Application of statistical process control to the use of a peristaltic pump for batch production of hospital sterile injectable preparations.
4 October 2018Lucie Estrade1, Guillaume Bouguéon1,2, Aude Berroneau1, Sylvie Crauste-Manciet1,2 Pharmaceutical Technology Department, Bordeaux university hospital (CHU de Bordeaux), France
ARNA ChemBioPharm U1212 INSERM - UMR 5320 CNRS Bordeaux University, France
Statistical Process Control (SPC) is a defect prevention method conventionally used in industrial production that makes the production process more reliable and stable over time by maintaining the required level of quality. A process capability index is a measure relating the actual performance of a process to its specified performance. It’s calculated from a process characteristic.
3 lots of hospital preparations were produced from a “mother preparation” divided using a qualified peristaltic pump (Vantage 3000, VERDER) into 45 preparations of 60 mL each. The net mass (mass full bag- mass empty bag) is the characteristic to monitor.
The 3 capability long term parameters of the masses obtained (Pp, PpK et PpM) correspond respectively to intrinsic index (comparison of total variation with tolerances), ‘potential capability’ (centering of process), and global capability (cost of no-quality) were determined.
If all three parameters are superior in 1.33, the level of confidence in the process capability is acceptable. Application inertial tolerancing (inertia) is an alternative to the traditional method, based on the value repartition around target (Cpi >1) used to estimate the cost of no-quality.
In parallel, control charts of individual values was subjected to a posteriori analysis.
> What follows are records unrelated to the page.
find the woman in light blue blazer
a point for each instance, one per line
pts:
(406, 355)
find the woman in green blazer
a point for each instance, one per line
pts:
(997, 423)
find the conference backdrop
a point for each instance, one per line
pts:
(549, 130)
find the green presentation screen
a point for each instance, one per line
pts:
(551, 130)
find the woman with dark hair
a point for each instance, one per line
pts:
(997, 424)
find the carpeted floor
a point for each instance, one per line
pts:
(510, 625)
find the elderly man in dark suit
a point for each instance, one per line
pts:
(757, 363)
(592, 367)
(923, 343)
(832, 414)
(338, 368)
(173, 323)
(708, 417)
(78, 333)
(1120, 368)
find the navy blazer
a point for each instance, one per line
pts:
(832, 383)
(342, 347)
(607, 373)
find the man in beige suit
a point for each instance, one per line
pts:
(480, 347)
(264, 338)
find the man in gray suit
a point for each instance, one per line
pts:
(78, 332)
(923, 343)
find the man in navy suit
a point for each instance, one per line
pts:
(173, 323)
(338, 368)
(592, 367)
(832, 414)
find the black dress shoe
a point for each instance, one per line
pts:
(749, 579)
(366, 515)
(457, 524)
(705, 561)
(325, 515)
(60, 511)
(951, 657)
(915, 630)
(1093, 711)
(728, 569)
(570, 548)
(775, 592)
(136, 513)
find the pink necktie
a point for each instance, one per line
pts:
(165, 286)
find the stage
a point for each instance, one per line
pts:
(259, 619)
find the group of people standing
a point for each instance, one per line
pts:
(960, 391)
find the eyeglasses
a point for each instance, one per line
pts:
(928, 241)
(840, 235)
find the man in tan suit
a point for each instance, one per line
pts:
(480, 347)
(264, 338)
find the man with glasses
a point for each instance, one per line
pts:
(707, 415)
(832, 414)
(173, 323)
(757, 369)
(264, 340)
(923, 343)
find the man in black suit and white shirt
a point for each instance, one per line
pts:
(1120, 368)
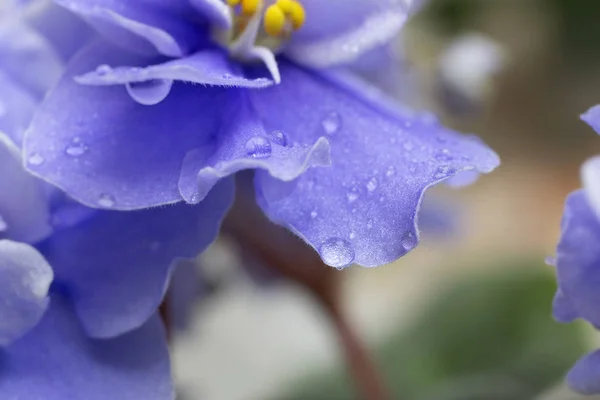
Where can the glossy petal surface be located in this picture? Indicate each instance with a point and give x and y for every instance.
(25, 277)
(108, 145)
(23, 204)
(142, 26)
(363, 208)
(56, 361)
(116, 265)
(339, 31)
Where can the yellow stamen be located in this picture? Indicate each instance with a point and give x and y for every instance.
(274, 21)
(249, 7)
(294, 11)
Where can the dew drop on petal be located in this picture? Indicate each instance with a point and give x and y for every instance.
(408, 241)
(76, 148)
(35, 159)
(332, 123)
(352, 197)
(337, 252)
(279, 137)
(258, 147)
(149, 92)
(372, 184)
(106, 201)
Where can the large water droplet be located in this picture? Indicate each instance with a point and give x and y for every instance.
(106, 201)
(35, 159)
(372, 184)
(279, 137)
(258, 147)
(408, 241)
(103, 69)
(149, 92)
(337, 252)
(332, 123)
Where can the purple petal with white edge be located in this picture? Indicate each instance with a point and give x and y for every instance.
(244, 144)
(584, 377)
(17, 106)
(578, 260)
(25, 277)
(141, 26)
(116, 265)
(592, 117)
(210, 67)
(363, 208)
(215, 11)
(23, 203)
(590, 178)
(57, 361)
(339, 31)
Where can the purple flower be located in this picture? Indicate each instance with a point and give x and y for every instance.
(578, 264)
(79, 287)
(336, 162)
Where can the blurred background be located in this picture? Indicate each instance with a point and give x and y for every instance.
(467, 315)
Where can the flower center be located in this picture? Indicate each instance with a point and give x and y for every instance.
(269, 22)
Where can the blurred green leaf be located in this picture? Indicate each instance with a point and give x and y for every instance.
(489, 336)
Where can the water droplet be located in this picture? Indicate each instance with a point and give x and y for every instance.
(352, 197)
(103, 69)
(258, 147)
(444, 156)
(106, 201)
(443, 172)
(332, 123)
(279, 137)
(372, 184)
(76, 148)
(337, 252)
(408, 241)
(149, 92)
(35, 159)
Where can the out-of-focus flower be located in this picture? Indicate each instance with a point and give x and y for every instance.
(578, 264)
(379, 158)
(79, 287)
(466, 71)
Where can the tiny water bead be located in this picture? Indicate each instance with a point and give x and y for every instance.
(35, 159)
(76, 148)
(279, 138)
(106, 201)
(372, 184)
(337, 252)
(149, 92)
(409, 241)
(332, 123)
(258, 147)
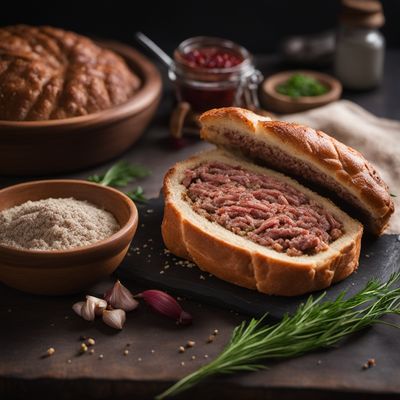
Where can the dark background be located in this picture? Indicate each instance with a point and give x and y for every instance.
(258, 25)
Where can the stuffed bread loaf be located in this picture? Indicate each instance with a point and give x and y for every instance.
(256, 227)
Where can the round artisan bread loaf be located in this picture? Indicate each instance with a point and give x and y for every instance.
(303, 152)
(241, 261)
(48, 73)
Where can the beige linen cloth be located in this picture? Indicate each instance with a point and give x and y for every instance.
(376, 138)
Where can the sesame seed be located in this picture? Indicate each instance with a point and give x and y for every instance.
(371, 362)
(83, 348)
(50, 351)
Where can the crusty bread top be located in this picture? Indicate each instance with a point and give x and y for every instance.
(48, 73)
(324, 154)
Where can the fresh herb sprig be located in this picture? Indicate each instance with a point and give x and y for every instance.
(299, 85)
(121, 175)
(315, 324)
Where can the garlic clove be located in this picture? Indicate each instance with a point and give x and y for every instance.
(77, 307)
(100, 304)
(114, 318)
(88, 310)
(120, 297)
(165, 304)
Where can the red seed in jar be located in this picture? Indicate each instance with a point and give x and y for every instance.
(212, 57)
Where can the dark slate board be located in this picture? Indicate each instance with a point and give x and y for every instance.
(380, 257)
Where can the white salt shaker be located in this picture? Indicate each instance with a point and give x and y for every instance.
(360, 47)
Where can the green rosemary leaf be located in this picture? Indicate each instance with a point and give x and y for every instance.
(120, 174)
(137, 195)
(314, 325)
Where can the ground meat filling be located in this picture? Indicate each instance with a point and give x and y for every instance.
(261, 208)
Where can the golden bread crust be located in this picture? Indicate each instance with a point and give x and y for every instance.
(349, 169)
(245, 267)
The intrinsic capability (dispersion) were respectively 1.86, 2.28 and 1.55 for the batch 1, 2 and 3. Those figures were satisfying. As for the centering of process, results were respectively for the batch 1 and 3 (0.37 and 0.38) and insufficient for the batch 2 (1.15).
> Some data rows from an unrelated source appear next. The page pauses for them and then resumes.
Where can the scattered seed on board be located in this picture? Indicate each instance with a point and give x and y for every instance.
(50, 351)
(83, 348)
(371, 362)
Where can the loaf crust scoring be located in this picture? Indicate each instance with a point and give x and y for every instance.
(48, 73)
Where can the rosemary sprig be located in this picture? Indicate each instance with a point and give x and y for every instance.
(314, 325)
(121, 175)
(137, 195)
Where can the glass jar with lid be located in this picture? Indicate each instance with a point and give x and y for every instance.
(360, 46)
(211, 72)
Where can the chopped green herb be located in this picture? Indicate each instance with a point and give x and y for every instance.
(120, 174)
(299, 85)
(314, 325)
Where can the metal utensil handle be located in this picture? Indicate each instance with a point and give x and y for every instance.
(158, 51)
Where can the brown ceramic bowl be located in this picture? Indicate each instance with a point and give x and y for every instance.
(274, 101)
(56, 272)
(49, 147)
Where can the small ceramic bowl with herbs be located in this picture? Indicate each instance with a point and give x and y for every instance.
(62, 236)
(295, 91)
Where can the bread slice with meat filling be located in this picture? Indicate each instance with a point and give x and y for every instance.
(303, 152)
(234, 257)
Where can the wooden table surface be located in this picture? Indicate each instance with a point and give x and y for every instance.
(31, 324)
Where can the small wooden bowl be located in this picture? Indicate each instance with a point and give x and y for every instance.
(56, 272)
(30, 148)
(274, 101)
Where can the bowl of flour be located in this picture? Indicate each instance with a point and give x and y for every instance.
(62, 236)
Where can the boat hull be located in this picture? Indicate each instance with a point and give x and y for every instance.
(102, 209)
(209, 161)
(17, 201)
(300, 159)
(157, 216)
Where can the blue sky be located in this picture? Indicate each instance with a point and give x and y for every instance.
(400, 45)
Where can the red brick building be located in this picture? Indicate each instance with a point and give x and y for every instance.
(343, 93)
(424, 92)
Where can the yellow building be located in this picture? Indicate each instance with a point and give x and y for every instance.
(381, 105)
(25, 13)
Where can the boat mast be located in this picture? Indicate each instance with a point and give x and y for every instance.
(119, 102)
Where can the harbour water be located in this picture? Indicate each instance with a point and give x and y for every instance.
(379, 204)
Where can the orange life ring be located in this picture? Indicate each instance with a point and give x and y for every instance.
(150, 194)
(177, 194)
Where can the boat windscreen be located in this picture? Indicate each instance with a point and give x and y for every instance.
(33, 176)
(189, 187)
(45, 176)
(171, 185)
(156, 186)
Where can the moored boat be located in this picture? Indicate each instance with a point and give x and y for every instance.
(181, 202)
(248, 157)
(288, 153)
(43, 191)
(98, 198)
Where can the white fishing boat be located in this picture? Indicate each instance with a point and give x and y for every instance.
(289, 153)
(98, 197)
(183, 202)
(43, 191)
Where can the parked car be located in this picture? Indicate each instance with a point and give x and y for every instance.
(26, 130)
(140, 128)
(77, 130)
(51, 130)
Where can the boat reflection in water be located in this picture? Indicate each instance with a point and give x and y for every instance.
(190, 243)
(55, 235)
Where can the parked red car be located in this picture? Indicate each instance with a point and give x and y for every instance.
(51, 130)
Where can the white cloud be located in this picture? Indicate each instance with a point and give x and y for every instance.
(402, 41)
The global capability (dispersion and centering) is insufficient for all the lots (0.41, 0.65 or 0.43 for the lots 1 to 3). Only lot 2 has a good inertia (Cpi = 0,94) and hence has an “ideal” cost.
The reading of control charts allows to visualize the unsatisfactory centering of masses and so of the volumes with respect to the target and the deviation of the process characteristics at the time.
Also, no individual values are included in this interval [LCL*; UCL**] (Lot 1 [59.16; 61.02]; lot 2 [59.61 ; 60.57] ; lot 3 [59.24 ; 60.94])mg revealing the existence of special causes (loos of calibration for example…) responsible of the process variability .
* Lower Control Limit
** Upper Control Limit
According to classical reasoning, the percentage of volumes out of tolerance (accuracy [95-105]%) remains weak (Lot 1 : 13.3%, Lot 2 : 0%, Lot 3 : 10.6%) about 5 bags per lot, the pump would not need to make adjustments. However, capability and inertia analysis showed the need to adjust the pump by performing a new calibration for the 60 mL volume to ensure long-term process stability.
The application of the MSP is important in the monitoring of hospital production processes allowing anticipation of non-compliance and the realization of savings in human resources and unnecessary production costs (cost of no-quality).